Interview with the new board of directors member Hector Geffner

06/02/2023

Hector Geffner joined the Board of Directors of the RWTH AI Center

 

As reported last year (see announcement on 28 Nov 2022), Hector Geffner joined the RWTH on 1 Jan 2023 after receiving the Alexander von Humboldt professorship.

We are now happy to announce that Hector also joined the board of directors of our AI Center. Therefore, we conducted an interview and asked him about his background, motivation, and future plans.

  Dr Julia Mann interviewing Prof Hector Geffner Copyright: © Marco Pegoraro  

First of all, congratulations for receiving the Alexander von Humboldt professorship, Hector. Could you please tell us a tiny bit about you and what your role is at the RWTH?

Thanks Julia. I'm a new professor at RWTH in the Computer Science Department, where I'll be heading the Chair of Machine Learning and Reasoning. I'm coming from Barcelona, Spain where I was a researcher at ICREA and a professor at the Universitat Pompeu Fabra (UPF). At RWTH, I'll build a team to push forward research that ties the areas of learning, representations, and planning, which are central topics in AI. I'll also teach courses on these areas, and possibly also on the social impact of technology in general. AT UPF I set up and taught for a few years a course on social and technological change that was popular and very well received by students.

That sounds exciting and I'm sure that the course on social impact of technology will be a great success. Could you please tell us more about your research interests, where can it be applied, and why you think it's relevant.

Artificial intelligence is the study of intelligent behaviour through sharp computational lenses: how can a machine do what humans do? This raises a number of very interesting questions that can be cast in a mathematical language and can be addressed computationally.

One of the key questions in AI and Machine Learning today is about the integration of learning and reasoning. In AI, we have incredible powerful deep learning systems that have revolutionized the field and have opened the door to a number of applications, but they are not reliable. This is because they rely exclusively on data; they are deep learners but shallow understanders.

In AI, we also have a number of reasoning systems or solvers that excel at reasoning and planning, but which rely on models crafted by expert hands. This dichotomy between learning from data and reasoning with models pops up in a number of contexts. Why don't we have self-driving cars in our streets? Because the systems that learn from data are not reliable, and the models needed to make sense of unanticipated situations, like a child chasing a balloon near the road, cannot be specified by hand. A key step for achieving an integration of learning and reasoning is learning from data the models that are needed for reasoning.

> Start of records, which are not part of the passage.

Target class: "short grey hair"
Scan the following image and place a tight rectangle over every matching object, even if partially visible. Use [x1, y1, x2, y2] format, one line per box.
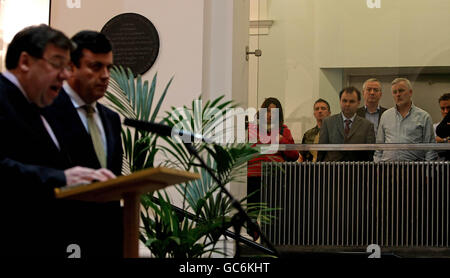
[363, 78, 381, 92]
[392, 77, 412, 90]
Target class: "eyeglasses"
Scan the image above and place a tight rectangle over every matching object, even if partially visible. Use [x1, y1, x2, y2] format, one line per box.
[40, 57, 72, 72]
[366, 88, 381, 93]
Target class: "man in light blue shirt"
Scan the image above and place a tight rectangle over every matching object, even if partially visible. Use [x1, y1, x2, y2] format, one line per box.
[374, 78, 437, 162]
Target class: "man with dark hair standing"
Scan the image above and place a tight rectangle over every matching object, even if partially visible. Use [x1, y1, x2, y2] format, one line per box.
[0, 25, 115, 256]
[301, 98, 331, 162]
[317, 87, 375, 161]
[44, 31, 123, 257]
[356, 78, 386, 134]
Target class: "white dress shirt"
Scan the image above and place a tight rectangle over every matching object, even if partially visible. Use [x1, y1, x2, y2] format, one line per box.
[63, 81, 107, 153]
[3, 70, 61, 150]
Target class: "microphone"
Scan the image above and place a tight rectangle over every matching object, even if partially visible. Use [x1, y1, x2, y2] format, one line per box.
[123, 118, 207, 143]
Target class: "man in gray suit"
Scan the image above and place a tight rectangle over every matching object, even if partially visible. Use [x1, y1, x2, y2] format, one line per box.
[356, 78, 386, 134]
[317, 87, 375, 161]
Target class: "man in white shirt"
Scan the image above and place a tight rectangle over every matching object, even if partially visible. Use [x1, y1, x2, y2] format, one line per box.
[374, 78, 437, 162]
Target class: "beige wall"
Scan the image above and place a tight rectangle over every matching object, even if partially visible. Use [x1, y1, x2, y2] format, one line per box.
[258, 0, 450, 142]
[50, 0, 204, 116]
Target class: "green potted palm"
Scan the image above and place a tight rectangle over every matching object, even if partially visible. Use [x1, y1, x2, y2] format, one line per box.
[106, 67, 270, 258]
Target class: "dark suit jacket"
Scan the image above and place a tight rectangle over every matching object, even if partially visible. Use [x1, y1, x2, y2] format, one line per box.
[0, 74, 69, 256]
[317, 113, 375, 161]
[356, 106, 386, 125]
[43, 89, 123, 257]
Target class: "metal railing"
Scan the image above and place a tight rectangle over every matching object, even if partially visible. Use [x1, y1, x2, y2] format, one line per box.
[260, 160, 450, 251]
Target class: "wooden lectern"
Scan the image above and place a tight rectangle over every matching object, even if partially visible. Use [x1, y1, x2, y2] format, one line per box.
[55, 167, 200, 258]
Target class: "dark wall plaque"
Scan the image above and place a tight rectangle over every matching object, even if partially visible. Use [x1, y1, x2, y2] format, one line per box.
[101, 13, 159, 75]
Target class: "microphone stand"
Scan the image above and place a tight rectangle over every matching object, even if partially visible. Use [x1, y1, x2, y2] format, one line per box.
[183, 142, 279, 258]
[124, 119, 279, 258]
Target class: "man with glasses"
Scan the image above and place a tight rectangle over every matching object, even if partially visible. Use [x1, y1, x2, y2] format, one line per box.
[0, 25, 115, 256]
[356, 78, 386, 134]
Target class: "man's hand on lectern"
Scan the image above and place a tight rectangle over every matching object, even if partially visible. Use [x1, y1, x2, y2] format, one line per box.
[64, 166, 116, 186]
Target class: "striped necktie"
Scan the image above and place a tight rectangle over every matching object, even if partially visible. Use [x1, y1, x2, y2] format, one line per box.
[83, 105, 106, 168]
[344, 119, 352, 137]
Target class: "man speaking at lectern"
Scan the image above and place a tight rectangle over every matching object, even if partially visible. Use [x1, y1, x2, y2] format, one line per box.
[44, 31, 123, 257]
[0, 25, 115, 257]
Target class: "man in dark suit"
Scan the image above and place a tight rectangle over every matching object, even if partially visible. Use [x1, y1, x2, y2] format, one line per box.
[44, 31, 123, 257]
[0, 25, 115, 257]
[356, 78, 386, 134]
[317, 87, 375, 161]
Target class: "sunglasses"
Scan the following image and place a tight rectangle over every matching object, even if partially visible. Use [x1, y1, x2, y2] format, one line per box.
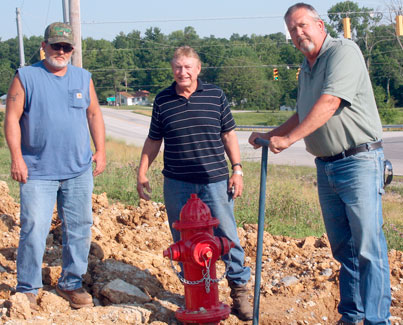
[50, 43, 74, 53]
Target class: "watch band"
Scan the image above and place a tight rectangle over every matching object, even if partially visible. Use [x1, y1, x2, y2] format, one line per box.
[232, 163, 242, 169]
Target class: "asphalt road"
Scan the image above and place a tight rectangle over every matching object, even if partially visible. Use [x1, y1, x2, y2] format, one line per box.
[102, 107, 403, 175]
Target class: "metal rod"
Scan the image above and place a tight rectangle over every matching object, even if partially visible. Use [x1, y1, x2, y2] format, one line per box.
[253, 138, 269, 325]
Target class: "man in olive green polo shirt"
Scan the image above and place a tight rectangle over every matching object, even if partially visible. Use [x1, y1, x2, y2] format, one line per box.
[249, 3, 391, 324]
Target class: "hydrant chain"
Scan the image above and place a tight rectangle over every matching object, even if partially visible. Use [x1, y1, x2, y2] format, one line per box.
[168, 247, 228, 293]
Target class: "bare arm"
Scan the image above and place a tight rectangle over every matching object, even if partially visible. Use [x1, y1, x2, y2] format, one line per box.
[221, 130, 243, 199]
[87, 80, 106, 176]
[270, 94, 341, 153]
[137, 137, 162, 200]
[4, 74, 28, 183]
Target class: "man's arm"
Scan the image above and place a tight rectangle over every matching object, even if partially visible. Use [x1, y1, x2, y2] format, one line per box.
[270, 94, 341, 153]
[87, 79, 106, 176]
[221, 130, 243, 199]
[4, 74, 28, 183]
[137, 137, 162, 201]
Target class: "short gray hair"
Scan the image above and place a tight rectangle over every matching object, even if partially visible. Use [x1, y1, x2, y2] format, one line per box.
[171, 45, 201, 64]
[284, 2, 321, 20]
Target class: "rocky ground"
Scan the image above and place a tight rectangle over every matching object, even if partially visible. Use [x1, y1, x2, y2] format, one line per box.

This state of affairs in AI has a lot to do with what Nobel Prize winner Daniel Kahneman's describes as System 1 and System 2 "thinking" in his book Thinking, fast and slow (Farrar, Straus and Giroux; 2011). In the book, System 1 refers to "intuitive intelligence", fast, reactive, and effortless, and System 2 to "analytical intelligence", slow, deliberative, and effortful. There is indeed a strong analogy between Kahneman's Systems 1 and 2, on the one hand, and learners and reasoners in AI, on the other. A crucial difference though is that our Systems 1 and 2 are tightly integrated, while AI learners and reasoners hardly talk to each other. A central challenge in AI is to get learners and reasoners to inform, enhance, and complement each other. This overall goal guides my current research which unfolds in the context of goal-directed behaviour and planning.

I think that this research will contribute to make AI systems more reliable, more transparent, and more interactive.

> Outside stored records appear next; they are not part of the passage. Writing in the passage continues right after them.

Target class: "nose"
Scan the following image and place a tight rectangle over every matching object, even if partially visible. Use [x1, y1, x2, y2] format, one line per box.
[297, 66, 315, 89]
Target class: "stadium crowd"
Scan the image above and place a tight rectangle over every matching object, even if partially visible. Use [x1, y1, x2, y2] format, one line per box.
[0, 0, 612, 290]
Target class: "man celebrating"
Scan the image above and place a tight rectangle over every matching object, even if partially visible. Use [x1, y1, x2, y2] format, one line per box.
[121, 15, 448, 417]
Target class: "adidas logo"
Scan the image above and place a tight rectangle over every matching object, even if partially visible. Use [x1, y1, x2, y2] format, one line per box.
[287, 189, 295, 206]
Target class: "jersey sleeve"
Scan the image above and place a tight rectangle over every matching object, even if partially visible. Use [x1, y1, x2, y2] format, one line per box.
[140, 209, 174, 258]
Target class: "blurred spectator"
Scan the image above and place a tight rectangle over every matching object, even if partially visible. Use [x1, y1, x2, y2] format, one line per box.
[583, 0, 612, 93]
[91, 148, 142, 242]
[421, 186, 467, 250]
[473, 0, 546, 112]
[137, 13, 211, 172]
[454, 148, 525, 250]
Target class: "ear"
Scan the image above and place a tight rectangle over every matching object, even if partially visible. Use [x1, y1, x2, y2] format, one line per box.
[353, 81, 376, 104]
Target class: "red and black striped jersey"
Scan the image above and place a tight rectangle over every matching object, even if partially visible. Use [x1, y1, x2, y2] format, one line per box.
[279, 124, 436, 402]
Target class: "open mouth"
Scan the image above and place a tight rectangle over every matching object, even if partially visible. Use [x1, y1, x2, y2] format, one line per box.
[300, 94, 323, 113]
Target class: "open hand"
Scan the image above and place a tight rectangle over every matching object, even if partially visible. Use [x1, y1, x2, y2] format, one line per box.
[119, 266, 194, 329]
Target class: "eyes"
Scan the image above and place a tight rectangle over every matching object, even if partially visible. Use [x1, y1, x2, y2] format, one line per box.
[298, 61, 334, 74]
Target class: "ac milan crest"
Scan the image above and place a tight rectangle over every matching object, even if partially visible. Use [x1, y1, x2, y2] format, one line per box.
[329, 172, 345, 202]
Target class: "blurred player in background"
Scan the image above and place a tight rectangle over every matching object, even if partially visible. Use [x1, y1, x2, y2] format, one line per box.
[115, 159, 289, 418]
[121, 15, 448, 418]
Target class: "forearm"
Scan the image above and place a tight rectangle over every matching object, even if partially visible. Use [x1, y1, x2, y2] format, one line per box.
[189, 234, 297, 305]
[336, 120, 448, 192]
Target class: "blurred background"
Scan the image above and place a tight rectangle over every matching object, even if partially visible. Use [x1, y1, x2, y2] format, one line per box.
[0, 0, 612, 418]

Thank you, Hector. What are your plans for the next few years here at RWTH?

First, I'll do my teaching and my research, contribute to the activities and visibility of the AI Center, and try to establish collaborations with RWTH colleagues. I also hope to contribute to the education of a new generation of AI scientists and engineers. For this, I will build a new team, recruiting students and postdocs. The research is funded by RWTH, the Humboldt Foundation, and an Advanced ERC Grant, and there are many funded positions to be covered. I'm excited about these research prospects because I really hope that we can make a difference on these central problems in AI and ML that are still open.

This sounds like a solid plan, and the AI Center can help you to find the right candidates.

You also joined the Board of Directors of the RWTH AI Center. What do you think will be your contribution?

I've finished my PhD at UCLA in 1989 and had the privilege of learning the craft of research from one of the best AI researchers in the history of the field: Judea Pearl, winner of the ACM Turing Award in 2011. Since then I've learned, taught, and done research in many of subareas of AI, and as a result have developed an informed, broad, and original view of the field. I hope that this view and experience, as well as my own research agenda, can contribute to make the RWTH AI Center a world-class AI Center. I'm very much aware though that my colleagues at the center, who are all world-class researchers, do not need me for this. It is indeed a privilege to be here.

You are very modest, Hector. We at the AI Center are very much looking forward to your vast experience and are confident, that your world-class knowledge will strengthen the RWTH in the field of AI and complement the expertise of other board members on our way to become one of the leading universities in AI in Germany and world-wide.

Thank you very much for your time and we are looking forward to hearing more about your research and teaching activities.